While rookie runners commonly have success in the NFL, allowing Bryce Brown to run through and around them on a repeated basis should be unacceptable. Of course, there was no support in the run game from the corners because they were giving yards of space to the wideouts, scared of being burned deep. They were anyway, but fortunately rookie Nick Foles missed on a one play that might have broken their backs, a bomb to Maclin who had burned Brandon Carr.
I make it a habit of DVR'ing one of my favorite shows, AMC's The Walking Dead, so I can watch Sunday Night Football uninterrupted. However, the Dallas Cowboys continue to put on their way-off Broadway interpretation of the zombie-heavy show with their first half performances, Today was no different as Dallas fell behind the Eagles early and were down by as many as 11 before they finally kicked into gear and moved down the field for a touchdown.
That touchdown was scored by DeMarco Murray, playing in his first game in six weeks. Murray was a sight for sore eyes and the Cowboys used his return to not only spark the running game, but also to bring back the play-action which Romo used beautifully on the touchdown pass to Austin. Murray totaled 83 yards and a score; it would have been more if he didn't donate a dozen by running backwards to kill clock late in the game.
Unfortunately, due to a questionable time management decision to call a timeout on 1st and goal from the 1/2 yard line with 45 seconds left in the first half, Philadelphia had enough time to march down the field on the now porous Dallas defense.
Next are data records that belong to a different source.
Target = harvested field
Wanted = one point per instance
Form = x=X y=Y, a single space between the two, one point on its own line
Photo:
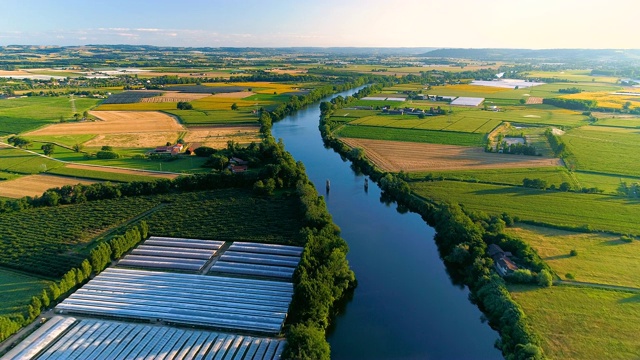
x=133 y=140
x=124 y=171
x=35 y=185
x=217 y=136
x=531 y=100
x=407 y=156
x=114 y=122
x=235 y=95
x=175 y=96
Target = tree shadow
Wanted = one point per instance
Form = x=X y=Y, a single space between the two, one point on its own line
x=632 y=299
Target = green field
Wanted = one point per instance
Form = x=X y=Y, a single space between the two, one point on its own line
x=214 y=117
x=602 y=259
x=605 y=149
x=513 y=176
x=441 y=122
x=601 y=212
x=608 y=183
x=582 y=323
x=16 y=289
x=24 y=114
x=20 y=161
x=412 y=135
x=230 y=214
x=99 y=175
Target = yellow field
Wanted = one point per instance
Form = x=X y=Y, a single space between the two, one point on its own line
x=607 y=99
x=471 y=88
x=270 y=87
x=115 y=122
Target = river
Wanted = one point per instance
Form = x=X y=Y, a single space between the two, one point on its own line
x=405 y=305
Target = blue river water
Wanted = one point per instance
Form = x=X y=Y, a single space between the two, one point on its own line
x=405 y=305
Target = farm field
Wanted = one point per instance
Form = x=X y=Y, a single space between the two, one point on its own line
x=114 y=122
x=25 y=114
x=410 y=157
x=600 y=212
x=602 y=258
x=599 y=149
x=35 y=185
x=214 y=117
x=25 y=162
x=106 y=174
x=218 y=136
x=511 y=176
x=608 y=99
x=411 y=135
x=458 y=123
x=15 y=287
x=272 y=220
x=582 y=323
x=50 y=241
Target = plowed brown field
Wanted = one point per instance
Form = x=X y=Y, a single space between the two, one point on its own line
x=408 y=156
x=217 y=136
x=115 y=122
x=35 y=185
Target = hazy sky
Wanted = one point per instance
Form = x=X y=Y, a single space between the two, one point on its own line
x=274 y=23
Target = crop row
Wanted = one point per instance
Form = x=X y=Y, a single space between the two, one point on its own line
x=49 y=241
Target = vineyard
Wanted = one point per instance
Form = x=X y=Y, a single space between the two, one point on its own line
x=229 y=214
x=50 y=241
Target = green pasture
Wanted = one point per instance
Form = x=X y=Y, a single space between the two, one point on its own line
x=600 y=212
x=16 y=290
x=602 y=258
x=412 y=135
x=511 y=176
x=25 y=114
x=605 y=149
x=214 y=117
x=20 y=161
x=99 y=175
x=582 y=323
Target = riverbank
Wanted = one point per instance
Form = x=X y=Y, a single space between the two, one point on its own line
x=462 y=243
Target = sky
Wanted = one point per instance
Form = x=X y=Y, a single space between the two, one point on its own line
x=532 y=24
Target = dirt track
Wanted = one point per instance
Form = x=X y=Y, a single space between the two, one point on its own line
x=408 y=156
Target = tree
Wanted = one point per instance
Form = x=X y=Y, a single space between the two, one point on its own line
x=47 y=149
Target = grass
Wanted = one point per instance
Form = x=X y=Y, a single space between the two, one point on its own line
x=600 y=212
x=20 y=161
x=99 y=175
x=603 y=259
x=608 y=183
x=412 y=135
x=16 y=290
x=178 y=164
x=230 y=214
x=24 y=114
x=68 y=140
x=582 y=323
x=214 y=117
x=553 y=175
x=605 y=149
x=442 y=122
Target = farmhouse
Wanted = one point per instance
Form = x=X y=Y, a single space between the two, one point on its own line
x=502 y=263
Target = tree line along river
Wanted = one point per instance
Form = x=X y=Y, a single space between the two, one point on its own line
x=405 y=305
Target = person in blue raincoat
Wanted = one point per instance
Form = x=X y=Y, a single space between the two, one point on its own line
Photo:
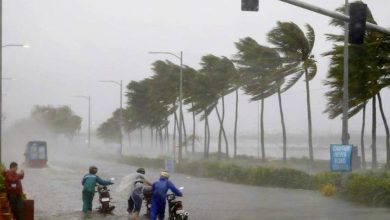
x=89 y=182
x=160 y=189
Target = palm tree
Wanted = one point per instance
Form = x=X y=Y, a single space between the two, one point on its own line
x=296 y=48
x=203 y=98
x=369 y=65
x=221 y=72
x=256 y=65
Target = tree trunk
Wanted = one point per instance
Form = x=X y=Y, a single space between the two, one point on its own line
x=387 y=132
x=141 y=134
x=283 y=126
x=235 y=125
x=219 y=133
x=373 y=145
x=174 y=135
x=151 y=137
x=362 y=137
x=185 y=132
x=205 y=136
x=262 y=130
x=223 y=129
x=156 y=141
x=129 y=138
x=161 y=139
x=311 y=155
x=167 y=138
x=193 y=130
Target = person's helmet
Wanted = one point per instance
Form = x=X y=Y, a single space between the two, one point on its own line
x=164 y=173
x=92 y=170
x=141 y=170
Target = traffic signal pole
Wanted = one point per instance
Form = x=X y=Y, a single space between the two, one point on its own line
x=333 y=14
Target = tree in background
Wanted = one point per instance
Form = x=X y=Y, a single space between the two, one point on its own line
x=296 y=48
x=109 y=130
x=369 y=73
x=256 y=64
x=57 y=121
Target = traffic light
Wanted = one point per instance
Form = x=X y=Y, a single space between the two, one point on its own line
x=249 y=5
x=357 y=22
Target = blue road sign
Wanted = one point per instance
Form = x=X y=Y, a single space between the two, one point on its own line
x=340 y=158
x=170 y=165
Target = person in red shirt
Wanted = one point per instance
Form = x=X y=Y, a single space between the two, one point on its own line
x=14 y=189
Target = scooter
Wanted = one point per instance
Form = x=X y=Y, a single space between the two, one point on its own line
x=105 y=199
x=148 y=202
x=176 y=211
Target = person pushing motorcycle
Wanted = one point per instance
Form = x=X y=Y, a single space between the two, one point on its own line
x=89 y=182
x=160 y=189
x=138 y=185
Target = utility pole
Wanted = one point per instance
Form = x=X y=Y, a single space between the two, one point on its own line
x=345 y=135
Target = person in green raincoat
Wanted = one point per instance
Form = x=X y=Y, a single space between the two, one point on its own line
x=89 y=182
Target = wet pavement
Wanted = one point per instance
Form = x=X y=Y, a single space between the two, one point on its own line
x=56 y=190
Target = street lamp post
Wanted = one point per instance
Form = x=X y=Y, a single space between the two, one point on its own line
x=1 y=73
x=89 y=117
x=180 y=97
x=120 y=110
x=345 y=135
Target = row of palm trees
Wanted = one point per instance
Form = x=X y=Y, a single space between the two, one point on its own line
x=261 y=72
x=369 y=67
x=258 y=70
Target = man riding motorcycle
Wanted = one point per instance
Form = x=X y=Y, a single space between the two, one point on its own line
x=160 y=189
x=138 y=184
x=89 y=182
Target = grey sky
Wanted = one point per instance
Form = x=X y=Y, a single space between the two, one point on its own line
x=75 y=43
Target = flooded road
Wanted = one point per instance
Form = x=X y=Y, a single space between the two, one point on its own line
x=57 y=194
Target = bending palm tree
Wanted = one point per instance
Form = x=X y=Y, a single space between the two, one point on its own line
x=296 y=46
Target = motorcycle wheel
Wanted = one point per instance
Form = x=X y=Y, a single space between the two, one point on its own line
x=181 y=217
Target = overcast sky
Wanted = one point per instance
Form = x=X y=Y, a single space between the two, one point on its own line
x=76 y=43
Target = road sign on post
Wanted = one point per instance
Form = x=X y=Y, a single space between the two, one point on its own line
x=340 y=158
x=170 y=165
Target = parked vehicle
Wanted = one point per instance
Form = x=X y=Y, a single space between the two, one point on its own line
x=176 y=211
x=104 y=199
x=36 y=154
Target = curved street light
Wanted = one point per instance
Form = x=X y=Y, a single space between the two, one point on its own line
x=1 y=76
x=89 y=116
x=16 y=45
x=120 y=109
x=180 y=96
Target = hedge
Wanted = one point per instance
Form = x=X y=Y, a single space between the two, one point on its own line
x=370 y=188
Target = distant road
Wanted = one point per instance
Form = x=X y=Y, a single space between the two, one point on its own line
x=57 y=194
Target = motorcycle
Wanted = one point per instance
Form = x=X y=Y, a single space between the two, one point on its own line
x=148 y=202
x=104 y=199
x=176 y=211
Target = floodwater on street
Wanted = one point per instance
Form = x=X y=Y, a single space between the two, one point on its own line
x=56 y=190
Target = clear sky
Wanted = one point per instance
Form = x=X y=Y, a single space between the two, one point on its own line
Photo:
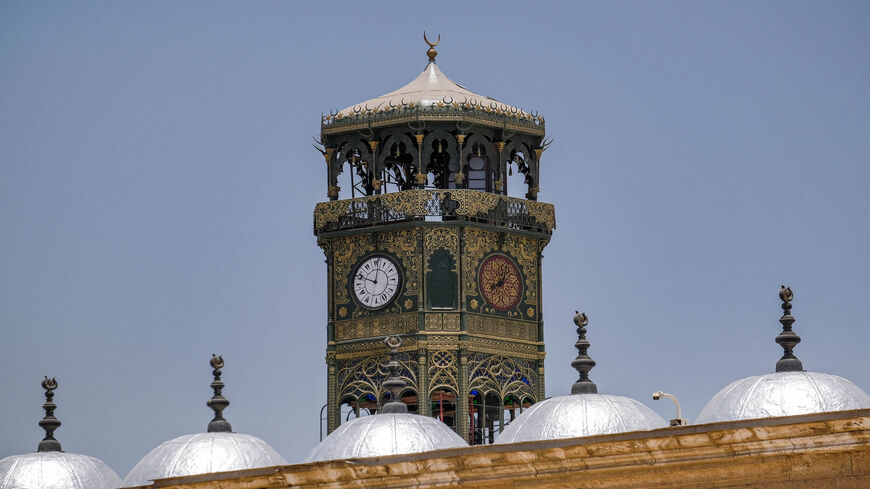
x=157 y=184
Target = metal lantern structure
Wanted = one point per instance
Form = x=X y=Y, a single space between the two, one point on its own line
x=427 y=244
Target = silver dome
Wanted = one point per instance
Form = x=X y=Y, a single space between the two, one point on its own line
x=56 y=470
x=385 y=434
x=578 y=415
x=203 y=453
x=783 y=394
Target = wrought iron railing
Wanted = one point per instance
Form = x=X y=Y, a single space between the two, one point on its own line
x=439 y=205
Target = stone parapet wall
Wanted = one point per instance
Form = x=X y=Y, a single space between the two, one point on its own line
x=829 y=450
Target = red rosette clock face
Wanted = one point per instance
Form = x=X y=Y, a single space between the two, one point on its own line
x=500 y=282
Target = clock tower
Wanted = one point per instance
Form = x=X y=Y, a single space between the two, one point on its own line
x=423 y=241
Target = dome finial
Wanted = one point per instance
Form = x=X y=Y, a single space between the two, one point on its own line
x=394 y=383
x=218 y=402
x=431 y=52
x=49 y=423
x=583 y=363
x=787 y=339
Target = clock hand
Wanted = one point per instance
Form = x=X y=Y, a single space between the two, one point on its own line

Philly managed a field goal. to stretch the lead back to seven at the break.
Break is what a lot of fans probably did while watching Doug Free's blocking attempts on the Eagles Wide 9. He was routinely beaten; relinquishing sacks, holds, embarassment, frustration and curse words. Head coach Jason Garrett says that he demands accountability, but folks were hard pressed to understand why Jermey Parnell didn't get a shot at right tackle with Free playing so brutally. He wasn't the only problem in the first half; the Cowboys line just couldn't contain the Eagles pass rush. They were opening running lanes, but that seemed to favor the left-hand side; behind Tyron Smith and Nate Livings.
All in all, the Cowboys did enough to escape with a home victory; complete with moments where you could actually hear the Cowboys Stadium crowd. They even caused a Eagles timeout in a crucial third down situation, imagine that. The Cowboys have pulled themselves up .500 yet again and now face a crucial stretch with the playoffs still unlikely due to the way they play, but at least still possible.
We'll have more to come in the morning, but for now, revel, rant... do what you do. Cowboys win, 38-33.